About Wave Farm
Wave Farm Artist-in-Residence: Owen Chapman
Tree Tapping for VLF is an audio installation and performance system featuring Very Low Frequency (VLF) radio signals, collected via the use of trees as antennas. A selection of trees located at Wave Farm will be “tapped” as sources of VLF signals for sonification and audio mixing instead of sap for syrup production. Signals will be transduced into audio as well as control voltage inputs used to shape sounds generated by radiophonic synthesizers including the Theremin. This will allow for the alteration of audio effects or textures as well as the performance of improvised duets or concertos with the VLF flows being received by the more-than-human participants. Chapman anticipates that the strongest signals will be sources of "hum" from the local power and telecommunications grid but will also strive to tune into “spherics,” or VLF activity caused by lightning in distant parts of the world. Such encounters underscore the profound yet inaudible forms of noise that humans generate. Trees manifest this reality in their sap, in their veins. Selected audio outputs from the installation will be cut to polycarbonate disc in real-time using a portable lathe-cutting recorder–resulting in unique forms of sonic documentation that mimic the visual facets of rings in a tree stump.
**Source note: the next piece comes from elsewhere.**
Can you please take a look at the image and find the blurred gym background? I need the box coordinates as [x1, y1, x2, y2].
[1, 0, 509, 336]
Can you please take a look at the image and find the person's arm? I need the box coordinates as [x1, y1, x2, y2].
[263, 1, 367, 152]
Owen Chapman is a composer, DJ and professor in the department of Communication Studies at Concordia University (Montreal, Canada). He writes about and produces sonic media, especially in musical contexts. His audio work involves live performance and electronic composition and has been featured internationally in video soundtracks, media workshops, site-specific installations as well as solo and group performances. Chapman’s scholarly research-creation projects have been funded by the Fonds de recherche du Québec - Société et culture (FRQ-SC), the Social Sciences and Humanities Research Council of Canada (SSHRC) and the Canada Council of the Arts. He is a turntablist and beat-maker, producing music that integrates samples from used records, field recordings, radio signals and other sources.